REVIEWS OF O'NEILL PLAYS IN PERFORMANCE

3. LONG DAY'S JOURNEY INTO NIGHT, directed by Bernard Kates. Marian Theatre, Pacific Conservatory of the Performing Arts, Santa Maria, CA. Closed on February 17, 1985.

In the Central California Coastal Plain, some three hours north of Los Angeles, is a lively performing arts company now in its third decade. Connected with Allan Hancock Community College in Santa Maria, Theaterfest, together with its teaching arm, the Pacific Conservatory of the Performing Arts, runs a year-round schedule. Several plays are produced in succession during the year, with some eight plays mounted in repertory during the summer months. They are performed at two locations: in the Marian Theater on campus, and in the outdoor Festival Theater in Solvang, a quaint Danish town some thirty miles distant.

During its 1985 winter season. PCPA produced Long Day's Journey Into Night. Directed by Bernard Kates, the cast included the Artistic Director at PCPA, Vincent Dowling (formerly Artistic Director of the Great Lakes Shakespeare Festival). as Tyrone.


Colm Meaney (Jamie), Vincent Dowling (Tyrone) and Robert Elliott (Edmund) in PCPA's Journey. (Photo: Tom Smith.)

The play revolves around Mary Tyrone's renewed dependence on morphine, her struggle against it, and her adamant denials that contrast so sharply with her equally desperate pleas for understanding, help and forgiveness.

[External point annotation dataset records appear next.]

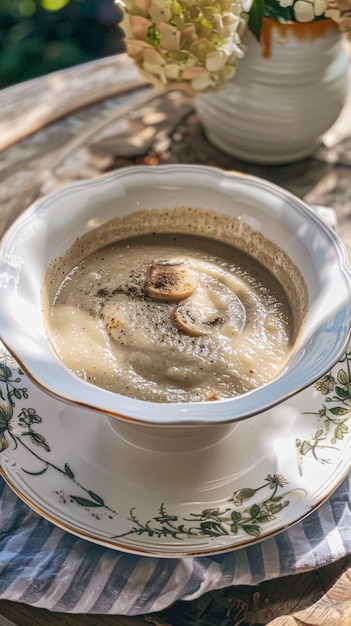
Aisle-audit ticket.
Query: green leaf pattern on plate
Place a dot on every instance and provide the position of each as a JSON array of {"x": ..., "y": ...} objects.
[{"x": 248, "y": 508}]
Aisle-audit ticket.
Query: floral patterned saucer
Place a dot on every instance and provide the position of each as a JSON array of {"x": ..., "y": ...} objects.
[{"x": 71, "y": 467}]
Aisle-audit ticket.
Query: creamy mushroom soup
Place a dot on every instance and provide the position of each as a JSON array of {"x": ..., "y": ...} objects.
[{"x": 172, "y": 317}]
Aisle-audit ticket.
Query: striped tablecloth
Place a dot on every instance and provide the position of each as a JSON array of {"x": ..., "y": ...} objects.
[{"x": 46, "y": 567}]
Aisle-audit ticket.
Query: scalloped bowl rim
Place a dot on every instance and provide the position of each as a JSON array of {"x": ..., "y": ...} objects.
[{"x": 279, "y": 214}]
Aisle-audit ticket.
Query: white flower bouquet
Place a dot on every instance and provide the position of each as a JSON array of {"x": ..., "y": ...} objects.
[{"x": 195, "y": 45}]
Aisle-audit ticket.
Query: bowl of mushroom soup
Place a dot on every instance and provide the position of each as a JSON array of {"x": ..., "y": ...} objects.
[{"x": 173, "y": 296}]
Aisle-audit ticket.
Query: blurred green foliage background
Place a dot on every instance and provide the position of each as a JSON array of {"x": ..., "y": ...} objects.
[{"x": 41, "y": 36}]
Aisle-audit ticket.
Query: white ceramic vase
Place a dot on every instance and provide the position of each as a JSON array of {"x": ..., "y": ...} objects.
[{"x": 288, "y": 90}]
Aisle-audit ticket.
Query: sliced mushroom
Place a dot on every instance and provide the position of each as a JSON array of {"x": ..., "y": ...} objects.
[
  {"x": 196, "y": 320},
  {"x": 171, "y": 280}
]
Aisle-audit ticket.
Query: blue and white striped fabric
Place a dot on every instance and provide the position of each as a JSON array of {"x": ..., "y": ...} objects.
[{"x": 44, "y": 566}]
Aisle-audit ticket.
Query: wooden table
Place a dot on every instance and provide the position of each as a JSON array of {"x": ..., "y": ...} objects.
[{"x": 88, "y": 120}]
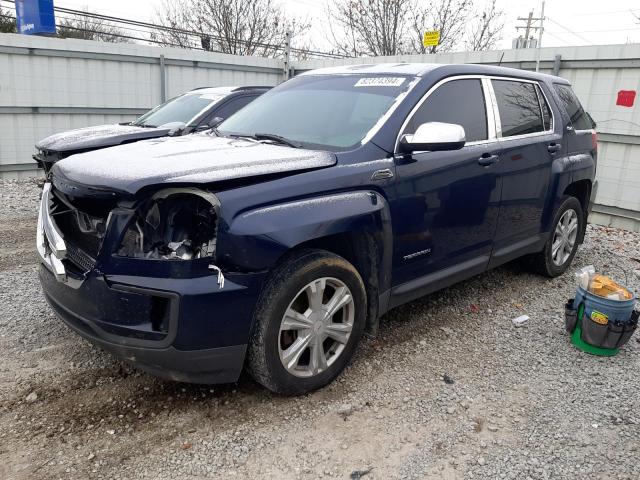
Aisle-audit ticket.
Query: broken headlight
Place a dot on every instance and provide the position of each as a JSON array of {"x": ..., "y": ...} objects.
[{"x": 174, "y": 224}]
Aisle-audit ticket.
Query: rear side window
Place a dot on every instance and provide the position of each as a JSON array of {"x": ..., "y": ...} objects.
[
  {"x": 519, "y": 108},
  {"x": 458, "y": 101},
  {"x": 579, "y": 118}
]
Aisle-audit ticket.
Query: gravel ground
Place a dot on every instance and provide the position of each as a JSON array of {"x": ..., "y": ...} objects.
[{"x": 449, "y": 389}]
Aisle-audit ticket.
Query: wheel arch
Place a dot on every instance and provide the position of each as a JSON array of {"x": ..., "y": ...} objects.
[
  {"x": 353, "y": 225},
  {"x": 581, "y": 190}
]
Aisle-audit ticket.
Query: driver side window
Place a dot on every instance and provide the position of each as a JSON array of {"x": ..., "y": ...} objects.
[{"x": 458, "y": 101}]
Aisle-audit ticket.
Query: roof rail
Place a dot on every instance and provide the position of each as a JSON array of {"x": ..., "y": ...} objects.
[{"x": 252, "y": 87}]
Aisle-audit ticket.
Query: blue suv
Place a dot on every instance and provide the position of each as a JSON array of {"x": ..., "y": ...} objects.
[{"x": 276, "y": 240}]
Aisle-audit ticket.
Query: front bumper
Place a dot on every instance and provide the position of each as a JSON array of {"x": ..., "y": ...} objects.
[
  {"x": 174, "y": 319},
  {"x": 203, "y": 335}
]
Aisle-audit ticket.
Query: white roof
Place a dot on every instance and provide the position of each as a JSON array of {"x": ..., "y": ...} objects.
[{"x": 416, "y": 69}]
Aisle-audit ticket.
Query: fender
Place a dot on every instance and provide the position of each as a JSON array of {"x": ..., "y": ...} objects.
[
  {"x": 561, "y": 178},
  {"x": 257, "y": 238}
]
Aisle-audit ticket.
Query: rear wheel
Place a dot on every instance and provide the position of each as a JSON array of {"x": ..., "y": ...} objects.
[
  {"x": 561, "y": 247},
  {"x": 309, "y": 319}
]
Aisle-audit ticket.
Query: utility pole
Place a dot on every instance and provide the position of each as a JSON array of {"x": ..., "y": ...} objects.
[
  {"x": 529, "y": 28},
  {"x": 540, "y": 37},
  {"x": 287, "y": 56}
]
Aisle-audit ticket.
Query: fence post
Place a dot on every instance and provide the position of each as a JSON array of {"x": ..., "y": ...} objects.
[
  {"x": 163, "y": 81},
  {"x": 556, "y": 64}
]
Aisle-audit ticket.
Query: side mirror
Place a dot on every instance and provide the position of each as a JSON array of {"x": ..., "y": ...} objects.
[
  {"x": 434, "y": 137},
  {"x": 215, "y": 121}
]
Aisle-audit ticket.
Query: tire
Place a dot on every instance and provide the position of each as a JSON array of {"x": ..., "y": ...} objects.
[
  {"x": 292, "y": 289},
  {"x": 553, "y": 261}
]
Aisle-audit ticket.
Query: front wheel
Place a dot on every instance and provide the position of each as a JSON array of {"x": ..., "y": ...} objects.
[
  {"x": 308, "y": 321},
  {"x": 562, "y": 244}
]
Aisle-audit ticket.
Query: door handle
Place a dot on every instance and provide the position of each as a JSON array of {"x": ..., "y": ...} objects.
[
  {"x": 554, "y": 147},
  {"x": 487, "y": 159}
]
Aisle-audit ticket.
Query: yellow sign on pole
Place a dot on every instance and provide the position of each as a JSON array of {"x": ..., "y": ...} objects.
[{"x": 431, "y": 38}]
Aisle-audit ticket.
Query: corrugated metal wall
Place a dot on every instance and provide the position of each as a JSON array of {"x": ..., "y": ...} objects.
[{"x": 52, "y": 85}]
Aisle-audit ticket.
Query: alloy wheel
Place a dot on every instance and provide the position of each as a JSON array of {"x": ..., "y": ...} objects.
[
  {"x": 316, "y": 327},
  {"x": 564, "y": 237}
]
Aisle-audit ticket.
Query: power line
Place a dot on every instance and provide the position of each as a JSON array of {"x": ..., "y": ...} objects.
[
  {"x": 588, "y": 42},
  {"x": 152, "y": 27}
]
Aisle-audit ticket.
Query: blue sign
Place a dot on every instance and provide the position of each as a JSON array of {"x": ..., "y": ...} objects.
[{"x": 35, "y": 17}]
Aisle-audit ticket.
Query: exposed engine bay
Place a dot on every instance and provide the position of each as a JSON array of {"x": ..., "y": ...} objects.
[{"x": 174, "y": 224}]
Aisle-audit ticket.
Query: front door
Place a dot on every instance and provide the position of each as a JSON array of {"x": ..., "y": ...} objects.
[
  {"x": 528, "y": 145},
  {"x": 447, "y": 203}
]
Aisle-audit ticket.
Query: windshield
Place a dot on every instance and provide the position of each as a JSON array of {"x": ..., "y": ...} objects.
[
  {"x": 330, "y": 112},
  {"x": 178, "y": 109}
]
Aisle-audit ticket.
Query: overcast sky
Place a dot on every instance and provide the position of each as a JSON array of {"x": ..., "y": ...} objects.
[{"x": 592, "y": 22}]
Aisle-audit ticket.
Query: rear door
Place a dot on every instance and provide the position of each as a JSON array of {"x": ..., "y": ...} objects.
[
  {"x": 528, "y": 145},
  {"x": 579, "y": 130}
]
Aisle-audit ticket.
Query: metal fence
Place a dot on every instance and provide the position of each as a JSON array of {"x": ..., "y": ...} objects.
[{"x": 51, "y": 85}]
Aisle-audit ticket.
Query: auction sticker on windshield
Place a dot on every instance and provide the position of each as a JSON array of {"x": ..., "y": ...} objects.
[{"x": 380, "y": 82}]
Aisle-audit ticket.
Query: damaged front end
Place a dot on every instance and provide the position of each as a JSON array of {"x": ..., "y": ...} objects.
[
  {"x": 173, "y": 224},
  {"x": 81, "y": 231}
]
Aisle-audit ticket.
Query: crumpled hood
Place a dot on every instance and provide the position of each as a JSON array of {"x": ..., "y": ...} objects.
[
  {"x": 98, "y": 137},
  {"x": 199, "y": 158}
]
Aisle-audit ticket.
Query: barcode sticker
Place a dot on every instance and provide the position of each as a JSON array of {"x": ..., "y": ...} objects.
[{"x": 380, "y": 82}]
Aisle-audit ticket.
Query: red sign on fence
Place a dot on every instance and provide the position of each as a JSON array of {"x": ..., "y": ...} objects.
[{"x": 626, "y": 98}]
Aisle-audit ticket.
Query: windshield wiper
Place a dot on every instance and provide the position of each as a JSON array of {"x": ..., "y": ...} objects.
[{"x": 277, "y": 138}]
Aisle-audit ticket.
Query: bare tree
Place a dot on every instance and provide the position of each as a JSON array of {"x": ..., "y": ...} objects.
[
  {"x": 7, "y": 21},
  {"x": 370, "y": 27},
  {"x": 486, "y": 30},
  {"x": 393, "y": 27},
  {"x": 449, "y": 17},
  {"x": 85, "y": 27},
  {"x": 240, "y": 27}
]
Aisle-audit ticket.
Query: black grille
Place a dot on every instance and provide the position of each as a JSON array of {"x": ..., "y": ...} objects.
[
  {"x": 82, "y": 232},
  {"x": 78, "y": 257}
]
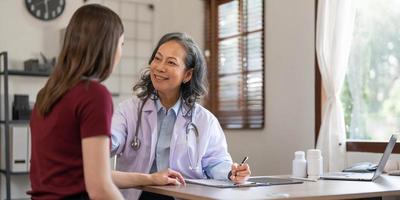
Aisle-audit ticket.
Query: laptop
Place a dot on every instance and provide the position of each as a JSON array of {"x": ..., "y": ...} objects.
[{"x": 352, "y": 176}]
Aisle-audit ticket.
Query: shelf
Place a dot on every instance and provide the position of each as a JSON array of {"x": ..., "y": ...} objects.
[
  {"x": 14, "y": 173},
  {"x": 24, "y": 73},
  {"x": 15, "y": 122}
]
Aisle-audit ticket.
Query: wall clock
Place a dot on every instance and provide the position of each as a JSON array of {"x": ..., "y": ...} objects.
[{"x": 45, "y": 9}]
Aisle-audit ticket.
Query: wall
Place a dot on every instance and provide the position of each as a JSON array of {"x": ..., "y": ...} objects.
[
  {"x": 24, "y": 37},
  {"x": 289, "y": 90},
  {"x": 289, "y": 77}
]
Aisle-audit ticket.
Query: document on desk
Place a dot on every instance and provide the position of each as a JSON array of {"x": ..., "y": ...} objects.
[{"x": 221, "y": 183}]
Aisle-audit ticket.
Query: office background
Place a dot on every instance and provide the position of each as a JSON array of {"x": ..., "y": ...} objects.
[{"x": 289, "y": 73}]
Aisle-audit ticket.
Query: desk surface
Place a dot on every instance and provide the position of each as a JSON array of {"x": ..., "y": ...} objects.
[{"x": 322, "y": 189}]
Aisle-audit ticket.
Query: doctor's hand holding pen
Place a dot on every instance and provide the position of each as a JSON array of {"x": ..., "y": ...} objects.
[
  {"x": 240, "y": 173},
  {"x": 167, "y": 177}
]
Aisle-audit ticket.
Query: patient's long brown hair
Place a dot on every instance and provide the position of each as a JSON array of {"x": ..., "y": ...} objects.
[{"x": 90, "y": 44}]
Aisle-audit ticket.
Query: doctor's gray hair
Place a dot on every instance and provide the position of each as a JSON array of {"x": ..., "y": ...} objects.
[{"x": 191, "y": 90}]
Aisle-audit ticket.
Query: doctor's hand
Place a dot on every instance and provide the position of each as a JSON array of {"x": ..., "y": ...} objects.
[
  {"x": 167, "y": 177},
  {"x": 240, "y": 173}
]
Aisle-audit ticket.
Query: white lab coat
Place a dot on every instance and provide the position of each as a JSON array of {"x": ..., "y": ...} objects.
[{"x": 211, "y": 149}]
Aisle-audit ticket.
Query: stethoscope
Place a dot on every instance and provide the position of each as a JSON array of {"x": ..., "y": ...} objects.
[{"x": 190, "y": 128}]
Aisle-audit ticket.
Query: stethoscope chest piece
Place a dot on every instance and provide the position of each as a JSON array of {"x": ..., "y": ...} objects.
[{"x": 135, "y": 143}]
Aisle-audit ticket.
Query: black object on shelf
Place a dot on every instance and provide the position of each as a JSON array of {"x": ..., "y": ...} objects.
[
  {"x": 20, "y": 107},
  {"x": 31, "y": 65},
  {"x": 7, "y": 122}
]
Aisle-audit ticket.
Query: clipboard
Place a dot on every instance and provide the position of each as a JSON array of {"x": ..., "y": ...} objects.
[
  {"x": 252, "y": 182},
  {"x": 221, "y": 183}
]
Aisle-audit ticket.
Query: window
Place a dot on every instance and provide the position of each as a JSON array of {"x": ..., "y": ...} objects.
[
  {"x": 371, "y": 93},
  {"x": 371, "y": 90},
  {"x": 235, "y": 42}
]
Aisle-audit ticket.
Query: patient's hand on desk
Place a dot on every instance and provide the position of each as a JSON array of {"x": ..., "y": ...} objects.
[
  {"x": 240, "y": 173},
  {"x": 167, "y": 177}
]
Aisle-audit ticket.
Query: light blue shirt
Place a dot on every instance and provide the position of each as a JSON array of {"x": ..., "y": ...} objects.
[
  {"x": 214, "y": 160},
  {"x": 165, "y": 127}
]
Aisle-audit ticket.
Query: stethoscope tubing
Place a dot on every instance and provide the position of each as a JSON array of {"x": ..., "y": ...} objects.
[{"x": 136, "y": 143}]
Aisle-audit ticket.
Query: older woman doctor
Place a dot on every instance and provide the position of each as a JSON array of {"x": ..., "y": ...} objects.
[{"x": 163, "y": 127}]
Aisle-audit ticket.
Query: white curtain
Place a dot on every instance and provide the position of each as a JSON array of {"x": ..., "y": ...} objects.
[{"x": 335, "y": 20}]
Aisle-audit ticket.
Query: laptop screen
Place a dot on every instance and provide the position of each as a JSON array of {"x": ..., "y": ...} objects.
[{"x": 385, "y": 156}]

Since her torment is at the center of the tragic family "journey," a troubled Mary is an absolutely essential ingredient in any production. And so the PCPA Journey was at best an incomplete one, for its Mary (Dorothy James) showed no morphine dependence, no struggle, and no contrast. Unchanging, almost monotonous throughout, she gave her fellow performers no one to play against or with; and since nothing seemed to happen to her, it was as if the play itself never really "happened."

Compounding the problem was the fact that, though the direction was full and rich, the performance lacked sufficient variety in pace and tone. Given the somber nature of the subject and the tragic outcome, every effort must be made to play against that final mood in the first scenes of the play. If the "family" part of this family tragedy is to be seen, the early moments of laughter and togetherness must be played for all they're worth. Unfortunately that textural (and textual) element received insufficient emphasis this time.

In addition, the performances of the male Tyrones were uneven. James (Vincent Dowling) was interesting at times, and pleasant to watch; but he lacked the energy and the attitude of confidence that twenty years' standing in his profession would have brought him. And without a struggling, desperate Mary, there wasn't much for him to do. Colm Meaney was brash and intriguing as Jamie, lacking only in a bit of the raw quality of the streets. Edmund (Robert Elliot) elicited sympathy from his audience, and concerned response from his family, but he looked ten years too old for the part; it was hard to believe that he was Jamie's younger brother.

The scenery and lighting design by John Dexter were excellent. The set was beautiful, realistic, and appropriate, with a proper touch of deteriorating class. Costumes (by Jack Shouse) were good, but not particularly inspired.

An interesting experiment in the PCPA program was a single performance by the understudies. With far less rehearsal time behind it. this performance was rushed and undeveloped, but it made its point well, and it offered more comedy and more expression of the play's innate ambivalence than did the regular performances. Brad Gooding as .James Tyrone. thrust into the role with little time for preparation, was not well-developed, and perhaps not quite right for the part, but did marvelous work stepping into a difficult role on short notice. Mary (Bess Brown) was too young and too rushed, but the sense of reality of her tragedy moved the other characters to action, and the audience to feeling. Richard Garvin was big, rough and worldly as Jamie, while Eric Porter was perfect as Edmund and gave a sensitive and wonderful performance. Neither version was electrifying, but the two proved to be remarkably different.